This is actually quite stressful for me at any time, because if I'm supposed to do one of these I don't really want to get it wrong. Sometimes I can make a joke out of it, but that effort is usually beyond me when I'm depressed. It all feels like there is some secret handshake and if I don't know the correct response I'm being failed as a human being.
Even the standard "How are you?", fine normally, can be a problem when I'm depressed. If the person asking is someone I'm not close to I take it as a totally boilerplate greeting and answer "fine, and you?" It's not true of course, but I figure they don't really want to know, its just a piece of politeness. If the person is someone I'm really close to I might confess how I'm really feeling. Where it really hurts is if its someone I'm close enough to that I don't want to lie to them - as they might really care - but not close enough I feel I can burden them with my worries. I once had someone look on me with amazement when I literally writhed in pain after he asked this question. I just wasn't sure which way to go.

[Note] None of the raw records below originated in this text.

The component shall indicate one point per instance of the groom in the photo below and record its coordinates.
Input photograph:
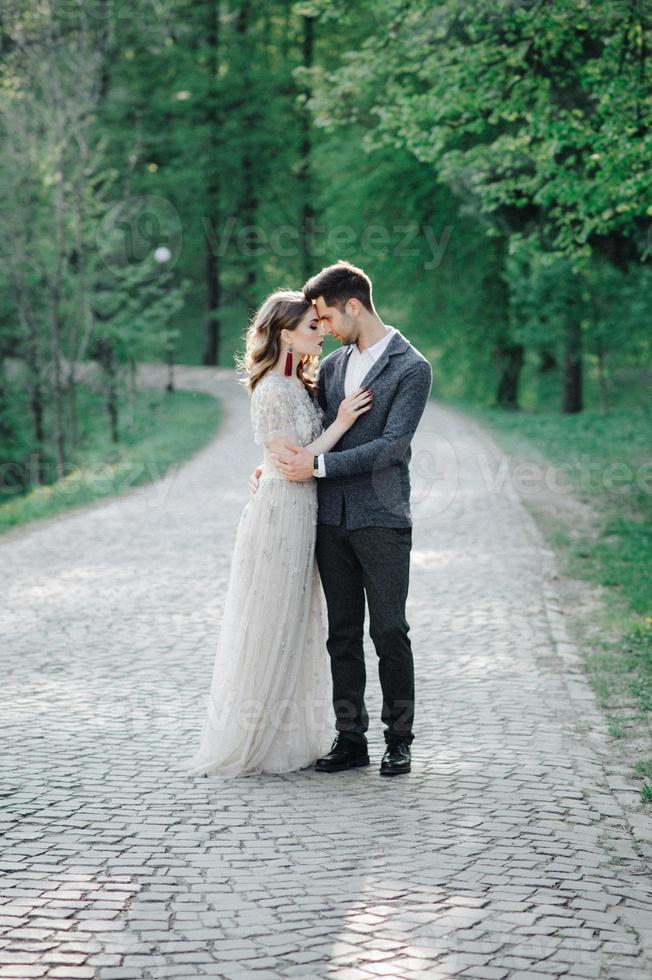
(364, 525)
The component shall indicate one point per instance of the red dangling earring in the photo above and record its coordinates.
(288, 362)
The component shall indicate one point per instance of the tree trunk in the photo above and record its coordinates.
(508, 353)
(547, 361)
(105, 357)
(510, 358)
(249, 198)
(304, 175)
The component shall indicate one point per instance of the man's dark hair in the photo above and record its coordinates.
(339, 283)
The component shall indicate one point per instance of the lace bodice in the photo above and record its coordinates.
(279, 407)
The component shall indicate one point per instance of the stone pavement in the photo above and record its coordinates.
(509, 851)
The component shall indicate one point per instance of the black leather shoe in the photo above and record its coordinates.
(396, 759)
(344, 754)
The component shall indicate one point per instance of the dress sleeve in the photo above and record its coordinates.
(271, 413)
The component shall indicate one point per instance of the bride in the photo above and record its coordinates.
(269, 707)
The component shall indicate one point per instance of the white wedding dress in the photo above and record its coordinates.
(270, 708)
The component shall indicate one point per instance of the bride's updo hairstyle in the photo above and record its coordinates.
(282, 310)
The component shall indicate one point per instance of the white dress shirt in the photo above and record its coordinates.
(358, 366)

Nevertheless, as a rule I think the "How are you?" is polite without being demanding. What I really hate is some of the more intrusive inquiries. On one occasion a friend of friends asked me "So what brilliant things have you been doing lately?" No maybe he says this to everyone - its his own boilerplate. Or maybe based on our one and a half previous conversations he really does think I do brilliant things all the time. But the problem was that at the time I was deeply anxious about how little I had achieved in the last two months. If someone had offered me a noose and a handy hanging point right then, I reckon it might have been all over red rover. I've avoided the guy ever since, and I'm pretty sure he thinks I'm terribly rude.

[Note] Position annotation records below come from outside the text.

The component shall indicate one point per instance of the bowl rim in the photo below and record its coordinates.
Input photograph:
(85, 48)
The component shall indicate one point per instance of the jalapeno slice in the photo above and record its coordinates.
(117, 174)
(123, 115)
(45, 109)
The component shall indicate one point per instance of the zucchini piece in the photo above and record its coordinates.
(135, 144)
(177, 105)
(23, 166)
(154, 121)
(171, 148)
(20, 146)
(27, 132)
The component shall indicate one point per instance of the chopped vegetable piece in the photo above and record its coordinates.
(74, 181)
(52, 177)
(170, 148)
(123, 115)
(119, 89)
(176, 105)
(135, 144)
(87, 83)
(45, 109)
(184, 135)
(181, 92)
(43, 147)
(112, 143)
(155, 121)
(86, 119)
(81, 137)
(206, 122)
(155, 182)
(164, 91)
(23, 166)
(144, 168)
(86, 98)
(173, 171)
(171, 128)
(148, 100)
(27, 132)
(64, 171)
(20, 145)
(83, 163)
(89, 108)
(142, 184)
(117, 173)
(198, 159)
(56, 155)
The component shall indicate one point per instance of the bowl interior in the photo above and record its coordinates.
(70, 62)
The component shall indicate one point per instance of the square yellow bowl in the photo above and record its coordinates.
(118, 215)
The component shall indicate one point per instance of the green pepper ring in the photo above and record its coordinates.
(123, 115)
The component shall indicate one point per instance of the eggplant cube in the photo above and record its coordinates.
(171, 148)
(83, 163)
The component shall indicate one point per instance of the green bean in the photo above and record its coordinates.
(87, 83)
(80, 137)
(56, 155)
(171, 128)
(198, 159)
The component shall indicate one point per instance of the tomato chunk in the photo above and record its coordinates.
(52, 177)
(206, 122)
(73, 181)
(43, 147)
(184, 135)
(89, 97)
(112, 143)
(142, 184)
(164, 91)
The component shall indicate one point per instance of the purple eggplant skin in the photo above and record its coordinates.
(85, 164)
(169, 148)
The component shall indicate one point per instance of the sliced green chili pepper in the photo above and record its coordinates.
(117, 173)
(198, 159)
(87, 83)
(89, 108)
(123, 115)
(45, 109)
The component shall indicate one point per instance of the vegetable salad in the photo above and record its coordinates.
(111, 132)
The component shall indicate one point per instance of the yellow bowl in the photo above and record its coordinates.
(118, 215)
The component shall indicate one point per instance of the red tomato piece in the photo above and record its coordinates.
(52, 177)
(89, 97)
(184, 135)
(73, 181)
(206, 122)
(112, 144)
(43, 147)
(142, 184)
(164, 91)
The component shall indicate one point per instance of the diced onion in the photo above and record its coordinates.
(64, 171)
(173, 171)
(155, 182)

The worst aspect of this is when I don't answer the question properly, and the inquisitor gives me a sort of stare, that is apparently meant to mean: You haven't answered my question, instead treating it as a routine greeting. I demand you give me a full explanation of your state of being forthwith, because I have the right to do this. Twenty-five years of non-violence behind me and I swear one day I am going to slap someone who does this.

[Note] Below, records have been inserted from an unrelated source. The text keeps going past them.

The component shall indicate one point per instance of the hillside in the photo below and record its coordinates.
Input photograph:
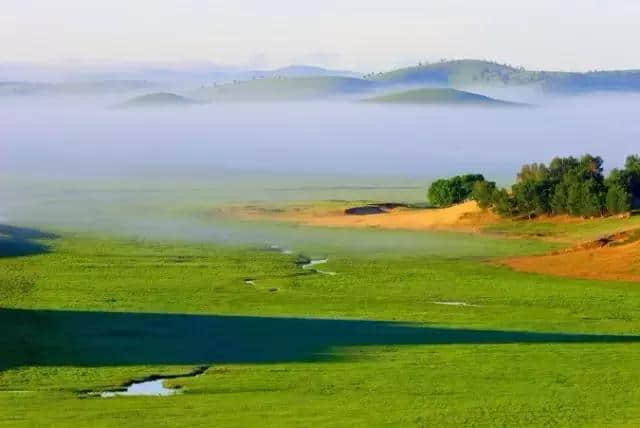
(159, 99)
(475, 73)
(285, 89)
(438, 96)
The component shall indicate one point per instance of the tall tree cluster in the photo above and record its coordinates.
(568, 185)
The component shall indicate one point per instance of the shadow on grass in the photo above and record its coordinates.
(19, 241)
(48, 338)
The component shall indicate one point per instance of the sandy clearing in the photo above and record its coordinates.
(621, 263)
(467, 217)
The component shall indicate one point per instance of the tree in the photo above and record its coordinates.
(441, 193)
(534, 171)
(592, 198)
(446, 192)
(618, 199)
(483, 193)
(504, 204)
(632, 170)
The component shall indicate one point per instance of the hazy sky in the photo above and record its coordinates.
(358, 34)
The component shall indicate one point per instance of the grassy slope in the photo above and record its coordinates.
(158, 99)
(316, 373)
(445, 96)
(469, 73)
(278, 89)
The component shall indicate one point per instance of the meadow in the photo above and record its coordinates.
(373, 345)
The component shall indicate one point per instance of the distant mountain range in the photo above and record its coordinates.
(474, 73)
(305, 82)
(439, 96)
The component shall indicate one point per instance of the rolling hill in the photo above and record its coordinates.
(475, 73)
(439, 96)
(287, 89)
(158, 99)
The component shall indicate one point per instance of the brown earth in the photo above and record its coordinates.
(609, 258)
(465, 217)
(597, 260)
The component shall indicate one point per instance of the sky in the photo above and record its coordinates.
(362, 35)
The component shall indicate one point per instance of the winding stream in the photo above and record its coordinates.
(151, 386)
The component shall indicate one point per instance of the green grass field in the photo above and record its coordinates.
(366, 347)
(438, 96)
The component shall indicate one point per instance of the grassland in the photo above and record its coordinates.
(158, 99)
(475, 73)
(286, 89)
(88, 312)
(438, 96)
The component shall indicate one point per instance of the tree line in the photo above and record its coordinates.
(568, 185)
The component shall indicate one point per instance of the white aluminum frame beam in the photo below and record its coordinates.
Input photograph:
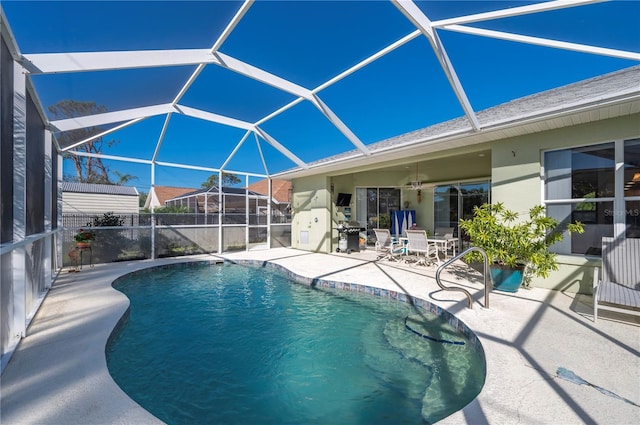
(55, 63)
(104, 133)
(514, 11)
(236, 149)
(209, 116)
(110, 117)
(286, 152)
(556, 44)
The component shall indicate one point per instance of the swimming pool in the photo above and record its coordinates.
(232, 344)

The worst aspect of this is social situations where there are a mix of people, some of whom are genuine friends and some who are likely to do this sort of thing. Yesterday I was feeling pretty down and remembered a social event of exactly this nature. I knew that some of the people there would cheer me up, but attending meant desperately navigating around, trying to avoid those likely to greet me this way. I nearly didn't go, and the soothing presence of friends was almost entirely counter-balanced by the other factors.
I suppose a different personality would say "I find it really intrusive when you ask questions like that," but most of the time that's not me.
So for anyone who knows me in real life, consider this a head's up. And if you don't, you might want to think about how what you say affects those given to glumness and a certain literalness of interpretation.